Reputation: 2482
Maybe it's something trivial and I simply was looking for too long at the same code... When sourcing R module getFLOSSmoleDataXML.R
via RStudio, the code correctly detects .Rdata files in cache
directory and skips downloading and parsing phases. When, on the other hand, the same module gets processed by R via GNU make
(sudo -u ruser make
), the result is, well, strange:
Rscript --no-save --no-restore --verbose getFLOSSmoleDataXML.R
running
'/usr/lib/R/bin/R --slave --no-restore --no-save --no-restore --file=getFLOSSmoleDataXML.R'
Loading required package: RCurl
Loading required package: methods
Loading required package: bitops
Loading required package: XML
Loading required package: digest
Verifying repository: FreeCode
Checking file "http://flossdata.syr.edu/data/fc/2013/2013-Dec/fcProjectAuthors2013-Dec.txt.bz2"...

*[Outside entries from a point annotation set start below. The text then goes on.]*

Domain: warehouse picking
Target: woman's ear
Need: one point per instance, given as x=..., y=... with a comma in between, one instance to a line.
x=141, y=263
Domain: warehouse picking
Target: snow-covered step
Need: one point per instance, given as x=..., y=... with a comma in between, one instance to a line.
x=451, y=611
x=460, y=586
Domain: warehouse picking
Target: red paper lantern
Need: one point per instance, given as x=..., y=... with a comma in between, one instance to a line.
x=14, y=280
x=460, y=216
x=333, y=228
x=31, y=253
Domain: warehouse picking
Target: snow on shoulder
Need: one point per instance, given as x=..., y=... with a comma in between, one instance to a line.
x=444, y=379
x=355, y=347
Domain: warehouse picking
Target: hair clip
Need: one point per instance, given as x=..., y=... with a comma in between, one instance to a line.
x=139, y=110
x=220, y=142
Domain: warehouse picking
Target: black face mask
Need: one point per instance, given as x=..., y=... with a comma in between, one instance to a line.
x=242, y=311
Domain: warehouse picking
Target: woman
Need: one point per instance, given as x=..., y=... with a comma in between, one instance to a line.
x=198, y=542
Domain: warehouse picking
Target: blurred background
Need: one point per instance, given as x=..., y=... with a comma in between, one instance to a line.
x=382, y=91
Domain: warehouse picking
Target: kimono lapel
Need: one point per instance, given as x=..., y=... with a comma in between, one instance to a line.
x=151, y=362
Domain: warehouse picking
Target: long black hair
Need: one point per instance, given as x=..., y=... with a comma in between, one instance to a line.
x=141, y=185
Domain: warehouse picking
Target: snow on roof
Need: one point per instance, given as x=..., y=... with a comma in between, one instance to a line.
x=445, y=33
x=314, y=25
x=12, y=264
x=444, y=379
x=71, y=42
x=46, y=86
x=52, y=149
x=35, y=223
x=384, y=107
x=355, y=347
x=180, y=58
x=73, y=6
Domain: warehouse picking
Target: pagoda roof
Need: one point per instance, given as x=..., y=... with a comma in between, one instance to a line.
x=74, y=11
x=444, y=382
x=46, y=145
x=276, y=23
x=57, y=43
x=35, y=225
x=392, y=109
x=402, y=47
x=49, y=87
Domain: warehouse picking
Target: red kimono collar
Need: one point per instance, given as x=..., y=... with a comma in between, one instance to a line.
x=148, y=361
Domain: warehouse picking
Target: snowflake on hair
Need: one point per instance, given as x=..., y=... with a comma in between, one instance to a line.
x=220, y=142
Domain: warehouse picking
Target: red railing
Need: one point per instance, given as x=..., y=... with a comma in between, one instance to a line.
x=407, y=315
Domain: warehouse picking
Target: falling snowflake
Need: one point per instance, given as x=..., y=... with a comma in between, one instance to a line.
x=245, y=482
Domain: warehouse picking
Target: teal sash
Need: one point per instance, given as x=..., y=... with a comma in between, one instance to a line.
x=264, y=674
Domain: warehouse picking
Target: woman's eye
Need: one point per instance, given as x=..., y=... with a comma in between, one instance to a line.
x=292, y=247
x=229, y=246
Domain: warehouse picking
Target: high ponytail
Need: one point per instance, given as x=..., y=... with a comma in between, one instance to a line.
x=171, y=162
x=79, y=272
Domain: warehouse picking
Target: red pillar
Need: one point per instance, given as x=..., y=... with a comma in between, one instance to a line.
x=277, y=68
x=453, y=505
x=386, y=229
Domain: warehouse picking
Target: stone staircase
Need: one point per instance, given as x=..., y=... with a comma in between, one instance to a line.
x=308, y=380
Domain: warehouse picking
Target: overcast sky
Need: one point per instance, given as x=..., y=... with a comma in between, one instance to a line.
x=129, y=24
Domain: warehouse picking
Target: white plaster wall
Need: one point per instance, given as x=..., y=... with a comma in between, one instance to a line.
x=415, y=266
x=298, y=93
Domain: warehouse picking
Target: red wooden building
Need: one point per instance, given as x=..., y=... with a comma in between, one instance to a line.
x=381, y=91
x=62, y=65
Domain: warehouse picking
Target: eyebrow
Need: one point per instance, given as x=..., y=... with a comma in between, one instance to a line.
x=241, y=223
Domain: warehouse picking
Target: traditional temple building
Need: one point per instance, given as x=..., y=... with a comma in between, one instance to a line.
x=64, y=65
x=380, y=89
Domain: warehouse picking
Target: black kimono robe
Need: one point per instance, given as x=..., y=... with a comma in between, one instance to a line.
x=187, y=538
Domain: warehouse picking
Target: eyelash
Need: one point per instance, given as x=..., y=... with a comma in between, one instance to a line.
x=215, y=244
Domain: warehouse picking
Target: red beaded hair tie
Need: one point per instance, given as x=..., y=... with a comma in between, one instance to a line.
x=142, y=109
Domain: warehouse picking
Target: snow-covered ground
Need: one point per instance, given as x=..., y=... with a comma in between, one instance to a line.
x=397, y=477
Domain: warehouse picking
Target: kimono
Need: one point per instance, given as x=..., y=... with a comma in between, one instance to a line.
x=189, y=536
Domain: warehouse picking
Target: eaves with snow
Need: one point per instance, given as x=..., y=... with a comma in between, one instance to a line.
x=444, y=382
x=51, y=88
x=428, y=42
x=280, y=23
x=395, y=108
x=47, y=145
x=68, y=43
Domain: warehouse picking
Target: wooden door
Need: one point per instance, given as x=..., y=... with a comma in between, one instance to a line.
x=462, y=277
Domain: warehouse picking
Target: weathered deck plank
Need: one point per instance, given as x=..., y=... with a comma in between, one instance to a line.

rdataFile = "./cache/5802dbd08ebefadf70fbb826776f9f0f.Rdata"...
trying URL 'http://flossdata.syr.edu/data/fc/2013/2013-Dec/fcProjectAuthors2013-Dec.txt.bz2'
Content type 'application/x-bzip2' length 514960 bytes (502 Kb)
opened URL
==================================================
downloaded 502 Kb
Error in gzfile(file, "wb") : cannot open the connection
Calls: print ... FUN -> importRepoFiles -> lapply -> FUN -> save -> gzfile
In addition: Warning message:
In gzfile(file, "wb") :
cannot open compressed file './cache/5802dbd08ebefadf70fbb826776f9f0f.Rdata', probable reason 'No such file or directory'
Timing stopped at: 0.74 0.068 1.134
Execution halted
make[1]: *** [importFLOSSmole] Error 1
make[1]: Leaving directory `/home/ruser/diss-floss/import'
make: *** [collection] Error 2
ubuntu@ip-10-164-108-61:/home/ruser/diss-floss$ ls -l cache/5802*
-rw-r--r-- 1 ruser ruser 1968939 Feb 19 05:47 cache/5802dbd08ebefadf70fbb826776f9f0f.Rdata
As you see from the last two lines, I verified and confirm that the file indeed exists. What is going on here? Any ideas or advice? Thank you!
Upvotes: 0
Views: 171
Reputation: 2482
After brief investigation, I've found the source of this problem myself. As I expected, it's really a simple and small mistake, which I will describe to prevent other people from bumping into similar things.
When I use file.exists()
in my code, I pass as parameter the relative path to the file in question. I construct that path by concatenating the hard-coded "cache" directory and the dynamically determined file name itself:
# calculate URL's digest and generate corresponding RData file name
fileDigest <- digest(url, algo="md5", serialize=F)
rdataFile <- paste(RDATA_DIR, "/", fileDigest, RDATA_EXT, sep = "")
However, I forgot that make
leaves the top-level project directory and enters the sub-directory to build the code and, thus, the hard-coded value of relative path to "cache" directory (RDATA_DIR="./cache"
) becomes incorrect. Simple change (RDATA_DIR="../cache"
) fixed the problem.
That explains the reason behind the "magic" :-), when the same code builds successfully manually (R or RStudio), but fails when building via make
. Having said that, I recognize that this might not be the best practice to rely on the predetermined directory structure, but due to time limits I have to decide on compromises (and add items to TODO [potential improvements] list). I will gladly listen to your advice on the best practices in this area.
Upvotes: 1